Authors pov:
Debt and the Sleeper
Jae-woo, a bully with a carefully crafted image of fraternal generosity, ran his thumb over the promise of money he held. His eyes, cold and calculating despite the friendly words spilling from his mouth, were fixed on the distraught woman standing before him.
"My name is Jae-o. Byeong-jin and I are so close, we're practically brothers," he claimed, wiping a smudge from his lip with a casual, practiced gesture. He was the picture of the concerned friend, masking the predator beneath. "I even lent him... 250,000 Won!*"
The woman—the mother of the boy Jae-woo was extorting, or perhaps a relative—was visibly shaking.
"W-what...? H-he borrowed money from you...?" The question was a weak, pathetic gasp of disbelief.
Jae-o leaned in, his voice dropping to a smooth, menacing whisper. "He sure did. If you don't believe me... here's the promissory note."
He held out the crumpled paper, a crudely-written document detailing the debt.
The woman took it, her eyes wide as she scanned the incriminating text. The note stated the original loan of 250,000 Won (approximately $230 USD), explaining Byeong-jin had needed it because "He said he broke his friend's electronic dictionary or something."
Jae-o continued his explanation, his tone one of reasonable disappointment.
"Anyways, including interest, he owes 300,000 Won now. He was supposed to pay me back 5,000 Won per day." He paused, letting the numbers sink in. "He made the payments for ten days, but then suddenly stopped."

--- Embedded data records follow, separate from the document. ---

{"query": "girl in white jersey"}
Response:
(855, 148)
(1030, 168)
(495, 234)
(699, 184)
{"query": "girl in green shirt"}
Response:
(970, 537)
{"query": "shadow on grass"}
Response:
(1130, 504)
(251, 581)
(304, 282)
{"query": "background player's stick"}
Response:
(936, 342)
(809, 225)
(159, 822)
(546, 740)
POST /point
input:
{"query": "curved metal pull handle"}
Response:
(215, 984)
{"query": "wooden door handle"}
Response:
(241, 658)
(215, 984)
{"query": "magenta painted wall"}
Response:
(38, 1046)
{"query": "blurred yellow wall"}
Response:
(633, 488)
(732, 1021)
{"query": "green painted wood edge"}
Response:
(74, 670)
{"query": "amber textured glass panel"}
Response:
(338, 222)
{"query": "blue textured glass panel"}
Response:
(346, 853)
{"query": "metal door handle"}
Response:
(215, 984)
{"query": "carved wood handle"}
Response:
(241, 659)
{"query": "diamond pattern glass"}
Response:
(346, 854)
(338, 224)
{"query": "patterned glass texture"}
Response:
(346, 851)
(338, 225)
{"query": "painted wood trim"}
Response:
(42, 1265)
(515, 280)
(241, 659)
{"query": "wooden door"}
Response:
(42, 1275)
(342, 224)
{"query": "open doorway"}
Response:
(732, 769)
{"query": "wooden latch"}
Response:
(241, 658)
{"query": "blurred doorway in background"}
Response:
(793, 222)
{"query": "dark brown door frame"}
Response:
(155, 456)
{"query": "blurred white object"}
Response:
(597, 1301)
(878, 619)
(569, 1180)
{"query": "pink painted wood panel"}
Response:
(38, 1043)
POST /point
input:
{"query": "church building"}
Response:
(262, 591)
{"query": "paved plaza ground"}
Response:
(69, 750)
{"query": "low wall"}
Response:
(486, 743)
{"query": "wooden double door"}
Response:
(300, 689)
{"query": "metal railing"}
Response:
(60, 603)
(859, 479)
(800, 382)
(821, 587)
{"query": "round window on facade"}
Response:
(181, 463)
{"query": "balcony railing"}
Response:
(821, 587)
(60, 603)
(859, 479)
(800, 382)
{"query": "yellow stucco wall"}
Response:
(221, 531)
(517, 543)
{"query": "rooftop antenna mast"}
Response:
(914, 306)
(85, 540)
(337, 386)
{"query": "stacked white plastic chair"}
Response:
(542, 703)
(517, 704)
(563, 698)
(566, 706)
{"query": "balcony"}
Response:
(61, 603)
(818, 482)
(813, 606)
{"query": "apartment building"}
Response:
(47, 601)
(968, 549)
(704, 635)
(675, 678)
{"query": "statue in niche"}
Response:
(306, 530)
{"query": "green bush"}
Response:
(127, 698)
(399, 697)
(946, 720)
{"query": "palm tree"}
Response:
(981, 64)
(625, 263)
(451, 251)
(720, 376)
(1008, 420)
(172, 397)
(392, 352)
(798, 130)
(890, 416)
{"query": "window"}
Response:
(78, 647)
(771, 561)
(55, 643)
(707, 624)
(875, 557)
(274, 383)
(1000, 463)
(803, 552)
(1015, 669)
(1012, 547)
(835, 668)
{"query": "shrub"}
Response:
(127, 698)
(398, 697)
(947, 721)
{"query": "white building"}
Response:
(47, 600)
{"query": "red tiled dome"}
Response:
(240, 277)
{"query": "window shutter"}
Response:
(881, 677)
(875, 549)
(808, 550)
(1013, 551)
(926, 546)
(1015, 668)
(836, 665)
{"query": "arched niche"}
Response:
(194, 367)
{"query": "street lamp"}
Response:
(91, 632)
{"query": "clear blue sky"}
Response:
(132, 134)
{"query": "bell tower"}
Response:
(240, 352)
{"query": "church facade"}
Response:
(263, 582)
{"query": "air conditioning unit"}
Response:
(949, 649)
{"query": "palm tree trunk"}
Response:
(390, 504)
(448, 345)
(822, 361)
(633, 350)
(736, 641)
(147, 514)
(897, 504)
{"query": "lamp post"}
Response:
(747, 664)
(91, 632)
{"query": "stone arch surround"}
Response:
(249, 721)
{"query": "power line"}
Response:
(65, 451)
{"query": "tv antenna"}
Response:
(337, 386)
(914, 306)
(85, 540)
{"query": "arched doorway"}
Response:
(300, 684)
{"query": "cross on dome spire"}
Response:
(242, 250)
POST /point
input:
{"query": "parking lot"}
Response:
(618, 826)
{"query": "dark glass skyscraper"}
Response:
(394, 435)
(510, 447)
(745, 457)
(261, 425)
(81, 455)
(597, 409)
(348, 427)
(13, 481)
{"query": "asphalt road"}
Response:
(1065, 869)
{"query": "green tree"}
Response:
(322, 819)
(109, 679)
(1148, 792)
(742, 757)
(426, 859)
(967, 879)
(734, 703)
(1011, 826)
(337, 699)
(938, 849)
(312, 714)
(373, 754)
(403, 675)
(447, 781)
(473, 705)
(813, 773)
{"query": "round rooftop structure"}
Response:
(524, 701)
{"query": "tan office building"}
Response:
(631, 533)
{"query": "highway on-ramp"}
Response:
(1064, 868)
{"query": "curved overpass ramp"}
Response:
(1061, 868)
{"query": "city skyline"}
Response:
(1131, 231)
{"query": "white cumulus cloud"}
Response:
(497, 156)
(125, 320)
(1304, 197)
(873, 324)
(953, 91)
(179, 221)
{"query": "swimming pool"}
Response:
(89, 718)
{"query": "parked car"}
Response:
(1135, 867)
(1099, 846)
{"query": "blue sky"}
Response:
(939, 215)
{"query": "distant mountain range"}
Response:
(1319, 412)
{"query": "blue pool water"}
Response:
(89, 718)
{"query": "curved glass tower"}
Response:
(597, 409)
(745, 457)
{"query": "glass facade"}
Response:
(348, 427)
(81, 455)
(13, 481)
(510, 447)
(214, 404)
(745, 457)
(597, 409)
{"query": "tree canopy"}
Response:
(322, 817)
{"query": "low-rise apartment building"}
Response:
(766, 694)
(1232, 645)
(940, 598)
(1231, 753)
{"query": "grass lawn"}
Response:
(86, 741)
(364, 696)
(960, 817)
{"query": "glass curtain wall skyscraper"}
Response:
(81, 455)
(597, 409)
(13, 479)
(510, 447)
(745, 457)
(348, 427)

The woman looked up, her face etched with despair and confusion. "Oh my gosh...! You're just a child! Who taught you to do this...?!" she choked out, staring at Jae-o's feet as if trying to find the monster that raised him. The debt, to her, seemed impossibly vast for a high school student to manage—a burden created by an equally horrifying, cold-blooded scheme.
Far away from the terror of the debt, back inside the fluorescent stillness of the classroom, Jae-woo—the student who haunted the back row—lay asleep.
THUD-THUD. The teacher had struck the desk again. "Who's that in the back still asleep?"
Jae-woo, exhausted by the recurring nightmare of his past—the visceral image of a small boy named Ajin watching a woman scream "DIE!!" at a victim on the floor—remained in a deep, necessary oblivion.
He was being shaken awake by another student: "Hey, wake up!"
He was desperately trying to escape the crimson-tinted shadows of his childhood, only to be dragged back to the dreary, oppressive gray of reality, where predators like Jae-o waited to feed on the weak and the vulnerable. The money, the threat, the fear—it was all an echo of a life he couldn't leave behind.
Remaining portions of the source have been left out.